Mit dem Bau Neu Olvenstedts sollte auch die direkte Anbindung des eingemeindeten Dorfes Olvenstedt an die damalige Bezirkshauptstadt erfolgen. Zum Jahresende 1981 wurden die ersten 166 Wohnungen an Mieter übergeben. Allerdings hatten die Anwohner bis Mitte der 1980er Jahre mit fehlender Infrastruktur und unausgebauten Straßen zu kämpfen.

Gegen Ende des Jahrzehnts entwickelte sich das Stadtgebiet zu einem der modernsten in der DDR. Neben zahlreichen Kindergärten und Kinderkrippen entstanden in den Bauabschnitten mehrere Schulen, Jugendclubs und Gaststätten. In den großzügig angelegten und verkehrsfreien Innenhöfen fanden Kinder eine ideale Spielwiese, da der Bau von Kinderspielplätzen etwas vernachlässigt wurde. Zudem wurden eine Schwimmhalle, vier Kaufhallen und die Ladenstraße Olven 1 gebaut. 1989 lebten etwa 30.000 Menschen in Neu Olvenstedt. (Quelle: wikipedia.org/wiki/Neu_Olvenstedt)

1989–2000

Nach der Wiedervereinigung kam Neu Olvenstedt durch rechtsextremistische Gewalttaten in die internationalen Medien und galt als kritischer Stadtteil Magdeburgs. Unter anderem wurde der 17-jährige Frank Böttcher bei einem Überfall von Neonazis getötet.

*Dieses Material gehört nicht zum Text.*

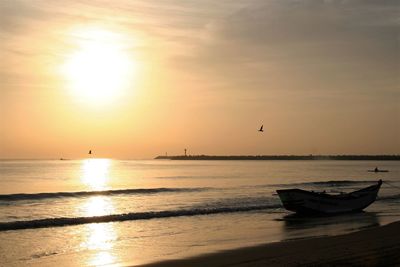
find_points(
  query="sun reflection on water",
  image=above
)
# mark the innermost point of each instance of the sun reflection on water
(96, 173)
(100, 237)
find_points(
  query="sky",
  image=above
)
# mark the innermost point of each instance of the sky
(136, 79)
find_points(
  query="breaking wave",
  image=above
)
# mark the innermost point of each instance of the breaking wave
(15, 197)
(57, 222)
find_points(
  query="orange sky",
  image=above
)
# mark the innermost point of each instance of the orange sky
(135, 79)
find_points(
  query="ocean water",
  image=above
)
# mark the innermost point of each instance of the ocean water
(103, 212)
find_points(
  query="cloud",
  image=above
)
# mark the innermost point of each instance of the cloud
(347, 44)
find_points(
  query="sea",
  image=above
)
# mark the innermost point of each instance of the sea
(108, 212)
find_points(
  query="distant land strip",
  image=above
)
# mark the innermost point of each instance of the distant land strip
(283, 157)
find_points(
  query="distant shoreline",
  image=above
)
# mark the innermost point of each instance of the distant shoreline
(283, 157)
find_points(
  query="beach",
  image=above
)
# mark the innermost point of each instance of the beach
(376, 246)
(103, 212)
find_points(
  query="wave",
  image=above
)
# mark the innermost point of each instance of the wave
(57, 222)
(22, 196)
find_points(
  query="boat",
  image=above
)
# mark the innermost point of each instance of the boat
(309, 202)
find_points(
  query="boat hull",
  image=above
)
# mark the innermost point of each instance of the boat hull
(306, 202)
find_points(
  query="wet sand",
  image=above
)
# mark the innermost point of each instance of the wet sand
(377, 246)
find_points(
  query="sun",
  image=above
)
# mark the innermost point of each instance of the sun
(100, 69)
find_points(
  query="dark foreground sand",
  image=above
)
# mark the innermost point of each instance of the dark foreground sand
(378, 246)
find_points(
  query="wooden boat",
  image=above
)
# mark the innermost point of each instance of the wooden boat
(308, 202)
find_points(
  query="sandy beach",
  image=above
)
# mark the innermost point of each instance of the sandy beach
(377, 246)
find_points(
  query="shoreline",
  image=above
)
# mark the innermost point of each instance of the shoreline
(375, 246)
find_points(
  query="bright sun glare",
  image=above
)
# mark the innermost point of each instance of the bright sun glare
(100, 69)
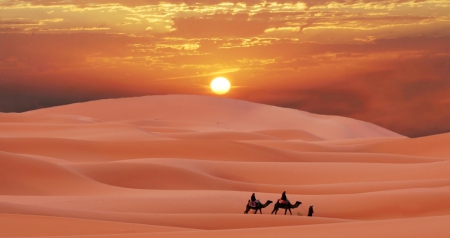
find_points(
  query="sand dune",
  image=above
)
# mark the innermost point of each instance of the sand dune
(185, 166)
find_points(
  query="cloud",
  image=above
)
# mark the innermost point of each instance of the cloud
(219, 25)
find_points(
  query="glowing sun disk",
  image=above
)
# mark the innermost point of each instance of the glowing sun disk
(220, 85)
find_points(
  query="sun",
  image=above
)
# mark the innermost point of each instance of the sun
(220, 85)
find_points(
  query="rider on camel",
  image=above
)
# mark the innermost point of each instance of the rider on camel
(253, 202)
(283, 198)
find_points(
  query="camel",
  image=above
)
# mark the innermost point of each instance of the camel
(285, 206)
(258, 207)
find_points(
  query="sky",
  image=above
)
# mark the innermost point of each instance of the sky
(382, 61)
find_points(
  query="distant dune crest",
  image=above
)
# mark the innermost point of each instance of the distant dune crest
(223, 113)
(186, 166)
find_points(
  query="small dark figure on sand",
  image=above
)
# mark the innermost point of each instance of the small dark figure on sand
(253, 201)
(310, 211)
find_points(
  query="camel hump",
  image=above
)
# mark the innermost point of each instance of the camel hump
(281, 201)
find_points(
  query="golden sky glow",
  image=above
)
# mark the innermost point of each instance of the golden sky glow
(375, 60)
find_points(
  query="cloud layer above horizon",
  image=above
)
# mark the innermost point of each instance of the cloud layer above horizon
(385, 62)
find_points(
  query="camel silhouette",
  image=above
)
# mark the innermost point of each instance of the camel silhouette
(258, 207)
(285, 206)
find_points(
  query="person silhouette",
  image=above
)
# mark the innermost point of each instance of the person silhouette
(253, 201)
(310, 210)
(283, 198)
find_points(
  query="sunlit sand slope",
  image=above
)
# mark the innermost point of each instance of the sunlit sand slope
(185, 166)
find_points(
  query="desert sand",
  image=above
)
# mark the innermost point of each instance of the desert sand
(185, 166)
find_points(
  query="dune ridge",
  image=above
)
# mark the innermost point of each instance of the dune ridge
(185, 166)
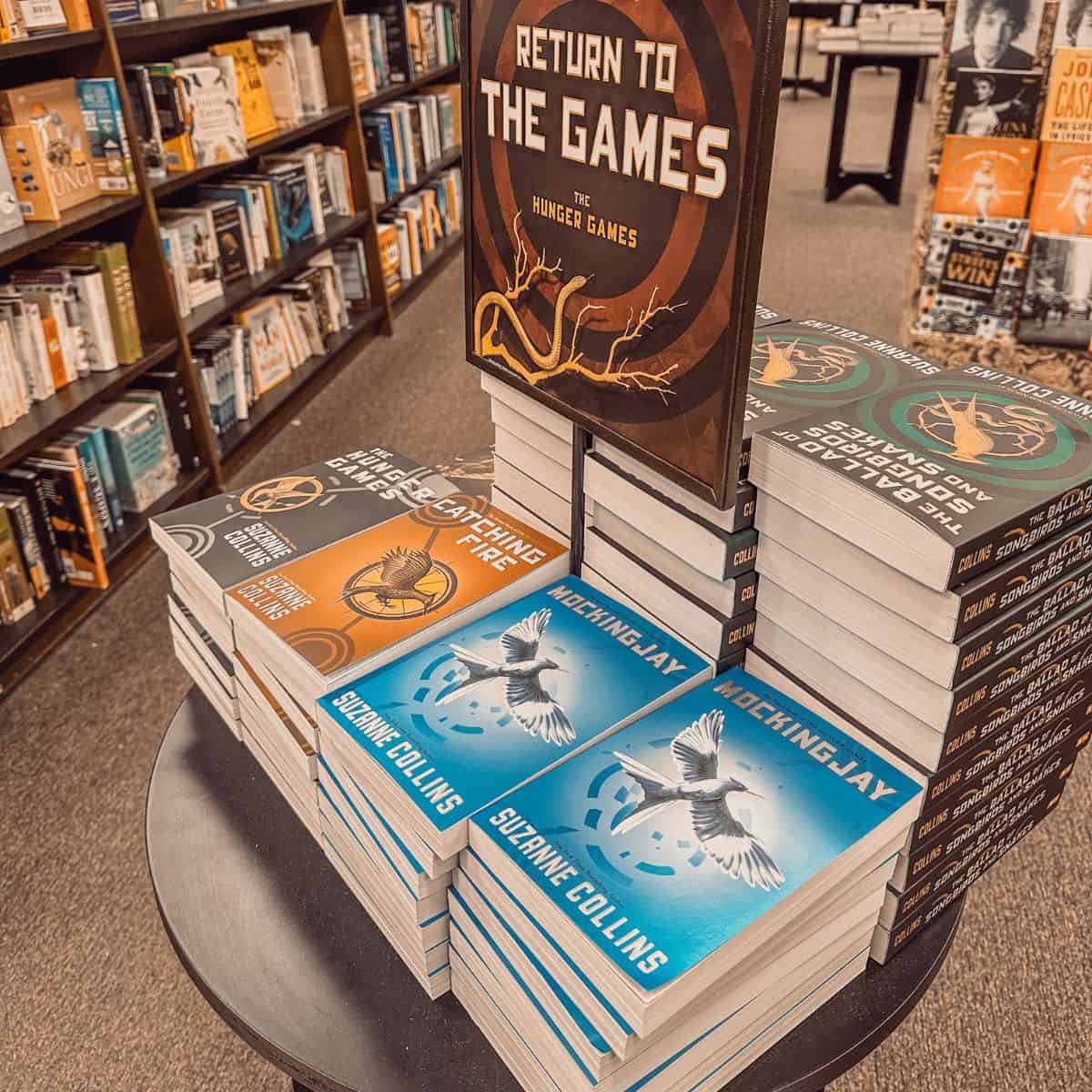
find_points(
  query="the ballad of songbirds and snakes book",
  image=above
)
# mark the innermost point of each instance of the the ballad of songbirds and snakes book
(942, 479)
(456, 725)
(353, 606)
(227, 539)
(663, 855)
(807, 365)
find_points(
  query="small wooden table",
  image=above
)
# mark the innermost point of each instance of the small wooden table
(888, 183)
(290, 961)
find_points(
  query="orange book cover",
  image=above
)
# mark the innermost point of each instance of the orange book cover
(343, 603)
(986, 176)
(53, 339)
(1063, 200)
(1067, 116)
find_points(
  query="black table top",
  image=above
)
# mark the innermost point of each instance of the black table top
(292, 962)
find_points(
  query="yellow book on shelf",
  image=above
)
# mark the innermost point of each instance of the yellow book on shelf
(258, 117)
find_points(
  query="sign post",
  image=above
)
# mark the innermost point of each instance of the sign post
(617, 159)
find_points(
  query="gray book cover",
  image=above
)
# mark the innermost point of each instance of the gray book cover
(236, 534)
(11, 216)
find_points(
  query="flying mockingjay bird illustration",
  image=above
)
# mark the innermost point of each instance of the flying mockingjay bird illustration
(723, 838)
(528, 702)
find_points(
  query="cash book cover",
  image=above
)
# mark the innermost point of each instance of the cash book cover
(349, 600)
(800, 367)
(464, 720)
(618, 162)
(991, 463)
(235, 534)
(666, 840)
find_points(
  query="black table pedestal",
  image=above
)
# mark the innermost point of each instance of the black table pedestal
(888, 183)
(287, 956)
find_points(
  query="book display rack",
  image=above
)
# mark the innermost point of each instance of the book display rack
(167, 337)
(1062, 367)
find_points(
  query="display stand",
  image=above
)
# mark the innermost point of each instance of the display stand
(167, 336)
(1066, 369)
(290, 961)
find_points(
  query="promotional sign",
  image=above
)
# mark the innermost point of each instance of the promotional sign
(617, 167)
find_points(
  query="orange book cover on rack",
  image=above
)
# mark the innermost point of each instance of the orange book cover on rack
(345, 602)
(1063, 200)
(986, 176)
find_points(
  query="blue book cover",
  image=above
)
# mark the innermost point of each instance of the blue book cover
(732, 797)
(467, 719)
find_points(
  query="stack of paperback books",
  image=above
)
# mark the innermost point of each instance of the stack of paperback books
(666, 905)
(218, 543)
(925, 563)
(414, 751)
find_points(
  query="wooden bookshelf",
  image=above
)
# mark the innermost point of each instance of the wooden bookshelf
(167, 336)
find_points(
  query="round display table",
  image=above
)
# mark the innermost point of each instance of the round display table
(290, 961)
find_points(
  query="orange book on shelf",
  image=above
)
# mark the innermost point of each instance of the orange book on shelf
(1063, 200)
(986, 176)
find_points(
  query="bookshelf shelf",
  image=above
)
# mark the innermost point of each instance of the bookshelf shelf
(22, 243)
(152, 28)
(448, 159)
(168, 337)
(236, 295)
(310, 377)
(26, 643)
(430, 265)
(175, 183)
(398, 90)
(71, 403)
(136, 522)
(49, 44)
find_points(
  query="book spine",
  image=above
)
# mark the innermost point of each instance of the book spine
(983, 824)
(994, 595)
(926, 900)
(88, 468)
(1018, 672)
(992, 780)
(34, 560)
(105, 469)
(96, 320)
(1019, 534)
(1069, 704)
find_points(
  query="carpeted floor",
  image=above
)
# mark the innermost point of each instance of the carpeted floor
(92, 996)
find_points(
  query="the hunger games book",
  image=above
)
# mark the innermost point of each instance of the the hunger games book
(973, 278)
(1068, 114)
(1063, 199)
(497, 703)
(987, 176)
(227, 539)
(943, 479)
(359, 603)
(617, 167)
(801, 367)
(691, 882)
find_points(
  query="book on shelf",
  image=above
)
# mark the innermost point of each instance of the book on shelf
(16, 592)
(112, 260)
(110, 157)
(973, 278)
(11, 213)
(214, 114)
(258, 117)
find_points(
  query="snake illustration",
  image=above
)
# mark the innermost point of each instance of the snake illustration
(546, 363)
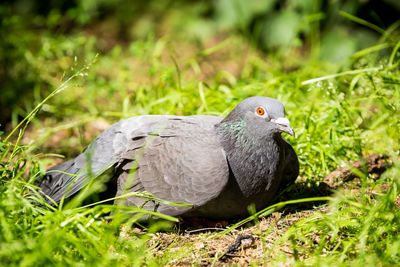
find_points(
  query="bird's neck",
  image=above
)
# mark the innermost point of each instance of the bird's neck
(253, 159)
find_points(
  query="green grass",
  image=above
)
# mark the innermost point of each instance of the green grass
(339, 113)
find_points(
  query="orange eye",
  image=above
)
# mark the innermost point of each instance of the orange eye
(260, 111)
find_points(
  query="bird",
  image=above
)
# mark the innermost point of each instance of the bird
(219, 166)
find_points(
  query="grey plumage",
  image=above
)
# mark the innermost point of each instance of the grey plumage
(219, 165)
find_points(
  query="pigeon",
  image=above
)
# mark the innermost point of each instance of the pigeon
(219, 166)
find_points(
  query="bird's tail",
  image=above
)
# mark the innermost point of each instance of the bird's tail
(60, 181)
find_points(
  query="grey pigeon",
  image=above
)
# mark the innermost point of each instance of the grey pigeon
(219, 165)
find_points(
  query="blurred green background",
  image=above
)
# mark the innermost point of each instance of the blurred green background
(44, 41)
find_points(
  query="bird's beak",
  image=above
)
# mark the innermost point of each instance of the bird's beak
(283, 125)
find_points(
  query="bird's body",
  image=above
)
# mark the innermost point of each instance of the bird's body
(220, 166)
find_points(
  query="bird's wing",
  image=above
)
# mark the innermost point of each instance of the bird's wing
(182, 161)
(177, 159)
(104, 152)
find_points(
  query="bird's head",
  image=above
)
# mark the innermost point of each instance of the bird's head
(261, 113)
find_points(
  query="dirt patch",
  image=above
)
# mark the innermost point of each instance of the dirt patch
(201, 243)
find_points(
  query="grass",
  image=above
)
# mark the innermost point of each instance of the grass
(340, 113)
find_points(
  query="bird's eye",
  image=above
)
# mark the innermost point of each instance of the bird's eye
(260, 111)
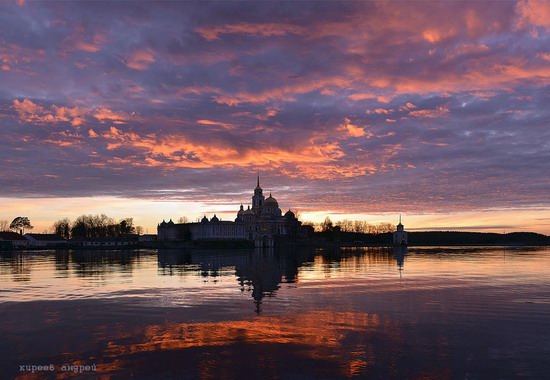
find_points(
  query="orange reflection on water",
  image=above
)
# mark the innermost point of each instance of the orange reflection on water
(317, 335)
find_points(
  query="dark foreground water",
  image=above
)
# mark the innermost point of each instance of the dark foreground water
(445, 313)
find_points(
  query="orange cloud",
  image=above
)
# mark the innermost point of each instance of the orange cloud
(217, 124)
(30, 112)
(140, 60)
(104, 114)
(438, 112)
(534, 13)
(353, 130)
(173, 151)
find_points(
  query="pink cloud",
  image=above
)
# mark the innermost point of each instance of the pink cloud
(534, 13)
(265, 30)
(438, 112)
(140, 59)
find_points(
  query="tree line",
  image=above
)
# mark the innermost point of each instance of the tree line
(95, 226)
(355, 226)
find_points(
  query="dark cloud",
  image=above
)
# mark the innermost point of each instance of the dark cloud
(352, 106)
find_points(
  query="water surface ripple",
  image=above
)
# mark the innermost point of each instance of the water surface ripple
(425, 313)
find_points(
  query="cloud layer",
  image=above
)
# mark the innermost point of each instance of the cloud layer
(365, 107)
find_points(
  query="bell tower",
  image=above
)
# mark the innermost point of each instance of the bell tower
(258, 198)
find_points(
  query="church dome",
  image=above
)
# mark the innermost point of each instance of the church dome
(270, 201)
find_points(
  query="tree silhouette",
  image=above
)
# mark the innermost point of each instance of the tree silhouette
(20, 223)
(63, 228)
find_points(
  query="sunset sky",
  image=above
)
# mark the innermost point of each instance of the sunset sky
(360, 110)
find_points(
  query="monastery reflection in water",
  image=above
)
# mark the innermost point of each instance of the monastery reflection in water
(262, 271)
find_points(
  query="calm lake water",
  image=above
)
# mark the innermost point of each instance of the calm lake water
(430, 313)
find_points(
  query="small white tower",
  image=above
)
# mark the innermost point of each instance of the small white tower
(400, 236)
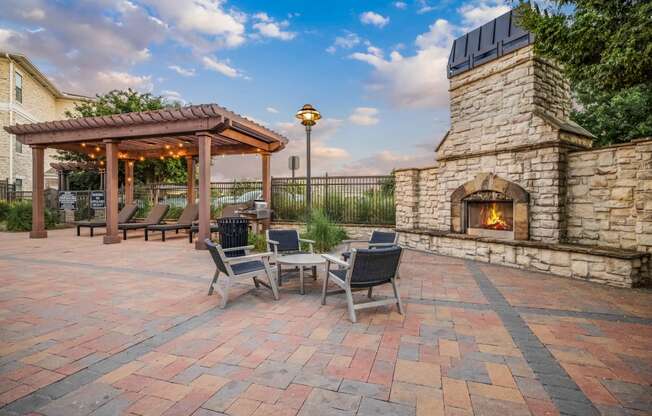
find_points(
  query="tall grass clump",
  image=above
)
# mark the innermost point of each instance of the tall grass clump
(323, 231)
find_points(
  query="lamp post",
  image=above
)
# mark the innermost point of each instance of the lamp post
(308, 116)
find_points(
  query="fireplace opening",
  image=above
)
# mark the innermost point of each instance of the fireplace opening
(491, 215)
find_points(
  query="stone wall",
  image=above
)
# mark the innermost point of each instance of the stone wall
(596, 265)
(609, 199)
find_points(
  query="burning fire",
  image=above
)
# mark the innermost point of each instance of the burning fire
(492, 218)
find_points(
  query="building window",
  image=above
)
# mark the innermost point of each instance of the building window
(18, 79)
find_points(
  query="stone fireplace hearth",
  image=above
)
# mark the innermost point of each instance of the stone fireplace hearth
(490, 206)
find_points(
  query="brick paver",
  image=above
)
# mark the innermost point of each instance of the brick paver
(89, 329)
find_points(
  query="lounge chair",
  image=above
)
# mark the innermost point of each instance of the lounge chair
(155, 216)
(365, 269)
(285, 242)
(189, 214)
(252, 266)
(124, 216)
(378, 239)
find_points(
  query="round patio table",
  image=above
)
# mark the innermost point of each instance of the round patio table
(301, 261)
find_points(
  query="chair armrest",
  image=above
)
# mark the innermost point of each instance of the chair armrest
(335, 260)
(248, 257)
(226, 250)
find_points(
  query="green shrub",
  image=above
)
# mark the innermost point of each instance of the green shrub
(4, 210)
(258, 241)
(325, 233)
(19, 217)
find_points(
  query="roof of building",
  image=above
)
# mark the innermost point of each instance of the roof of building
(25, 62)
(487, 42)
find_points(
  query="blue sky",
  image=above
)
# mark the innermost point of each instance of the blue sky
(375, 69)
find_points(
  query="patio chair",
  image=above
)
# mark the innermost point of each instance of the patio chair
(285, 242)
(378, 239)
(252, 265)
(365, 269)
(155, 216)
(124, 216)
(190, 213)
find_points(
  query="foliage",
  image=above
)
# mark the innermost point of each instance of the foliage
(258, 241)
(325, 233)
(606, 51)
(169, 170)
(19, 217)
(4, 210)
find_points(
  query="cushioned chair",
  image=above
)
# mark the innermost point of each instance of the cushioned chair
(190, 213)
(248, 266)
(125, 215)
(155, 216)
(285, 242)
(378, 239)
(365, 269)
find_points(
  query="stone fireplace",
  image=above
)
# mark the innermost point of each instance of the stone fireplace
(514, 182)
(490, 206)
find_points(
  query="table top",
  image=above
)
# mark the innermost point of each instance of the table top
(305, 259)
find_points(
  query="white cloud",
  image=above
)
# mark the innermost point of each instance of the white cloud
(269, 28)
(186, 72)
(373, 18)
(222, 67)
(480, 12)
(418, 80)
(364, 116)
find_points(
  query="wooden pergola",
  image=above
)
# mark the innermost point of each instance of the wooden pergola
(193, 132)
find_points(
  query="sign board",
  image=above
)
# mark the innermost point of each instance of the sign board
(67, 200)
(97, 199)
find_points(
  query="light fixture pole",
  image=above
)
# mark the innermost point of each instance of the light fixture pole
(308, 116)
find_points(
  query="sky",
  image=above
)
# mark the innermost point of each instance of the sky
(376, 70)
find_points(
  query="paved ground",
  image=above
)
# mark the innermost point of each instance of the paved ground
(128, 329)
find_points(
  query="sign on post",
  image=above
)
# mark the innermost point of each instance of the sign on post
(97, 199)
(67, 200)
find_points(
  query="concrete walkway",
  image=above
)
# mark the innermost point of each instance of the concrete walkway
(90, 329)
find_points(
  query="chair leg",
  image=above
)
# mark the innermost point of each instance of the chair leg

Die Baustruktur mit Gebäuden überwiegend in DDR-Plattenbauweise erwies sich für moderne Wohnansprüche als ungeeignet. Zahlreiche Magdeburger verließen Neu Olvenstedt und zogen in neu entstandene Eigenheimsiedlungen am Stadtrand oder in die nun sanierten Altbauten der Stadt.

Auch stellte die Suburbanisierung, also die Abwanderung von Menschen aus der Stadt in umliegende Gemeinden, ein großes Problem dar. Gemeinden wie Ebendorf, Barleben, Hohendodeleben oder Irxleben lockten mit billigem Bauland für Eigenheime und verzeichneten einen gewaltigen Einwohnerzuwachs, was ihnen in der Stadt Magdeburg den Namen “Speckgürtel” bescherte.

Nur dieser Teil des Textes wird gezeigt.